Author-driven vs. user-driven: This is a hybrid, primarily author-driven with a user-driven layer. The author-driven elements are the curated set of 20 countries (the top origins across all years), the map
crop, the color encoding by continent, and the narrative framing through the title. The user-driven element is the interactive time slider, which lets the viewer control which year's data they see and discover the story at
their own pace. The hover tooltips add a detail-on-demand layer. The visualization genre is a narrative flow map, it combines geographic mapping with proportional flow lines and temporal navigation.

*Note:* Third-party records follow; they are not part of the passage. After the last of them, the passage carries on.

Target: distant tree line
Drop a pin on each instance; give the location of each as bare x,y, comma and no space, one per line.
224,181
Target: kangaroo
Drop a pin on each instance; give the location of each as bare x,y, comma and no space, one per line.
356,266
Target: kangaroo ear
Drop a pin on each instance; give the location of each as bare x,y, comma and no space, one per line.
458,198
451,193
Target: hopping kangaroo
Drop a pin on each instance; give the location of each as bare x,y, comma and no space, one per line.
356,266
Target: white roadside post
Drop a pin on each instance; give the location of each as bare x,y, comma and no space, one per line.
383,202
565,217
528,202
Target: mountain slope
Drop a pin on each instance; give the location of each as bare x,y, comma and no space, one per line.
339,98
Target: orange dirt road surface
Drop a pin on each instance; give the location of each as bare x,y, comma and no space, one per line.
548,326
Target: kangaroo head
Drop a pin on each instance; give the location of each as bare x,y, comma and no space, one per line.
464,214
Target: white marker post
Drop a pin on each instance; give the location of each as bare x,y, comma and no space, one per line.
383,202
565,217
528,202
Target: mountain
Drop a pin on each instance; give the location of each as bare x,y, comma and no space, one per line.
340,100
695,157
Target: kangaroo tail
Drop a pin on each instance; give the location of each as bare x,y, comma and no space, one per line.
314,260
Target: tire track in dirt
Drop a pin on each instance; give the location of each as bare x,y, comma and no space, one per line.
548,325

Walking through the visualization: If I were presenting this in a talk, I would start at 1990 and point out that the UK was the second-largest source of immigrants; a legacy of colonial ties. While Mozambique
led due to the aftermath of its civil war. Then I would scrub forward to 2005–2010 and highlight the dramatic surge from Zimbabwe, which coincides with the Zimbabwean economic crisis and hyperinflation. By 2024, Zimbabwe alone
accounts for over 40% of all immigrants in South Africa. I would also point to the emergence of East African and South Asian flows (Ethiopia, Bangladesh, Somalia) starting around 2005, and the steady decline of European-origin
populations. The inset map lets me zoom in and show how the southern African cluster (Zimbabwe, Mozambique, Lesotho, Malawi, Eswatini) dominates the picture, with arrows so thick they visually crowd the region, which is exactly
why the inset exists.
User feedback Interview 1: The first person I showed this to immediately noticed the thick red arrow from Zimbabwe and said "that one country is doing all the heavy lifting." They scrubbed the slider back to
1990 and were surprised to see the UK as a major source. They pointed out that the proportional thickness made it easy to compare countries at a glance without reading numbers. Their main critique was that the southern African
countries were hard to distinguish on the main map because they are so close together; which initiated the decision to add the inset map.

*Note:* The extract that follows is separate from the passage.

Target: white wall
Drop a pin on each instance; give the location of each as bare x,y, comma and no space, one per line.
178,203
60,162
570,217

Self-reflection / future work: Looking back, I think the visualization effectively communicates the core narrative that South Africa's immigrant population is overwhelmingly African, increasingly dominated
by Zimbabwe, and that European-origin populations are in long-term decline. The proportional flow lines and time slider make this story explorable without requiring the viewer to read tables. With more time, I would add a stacked
area chart alongside the map to show the composition over time in a second encoding. I would also improve the continent outlines to use actual GeoJSON data instead of hand-traced polygons. The inset map could also benefit from
a magnifying-glass visual cue connecting it to the main map's southern Africa region.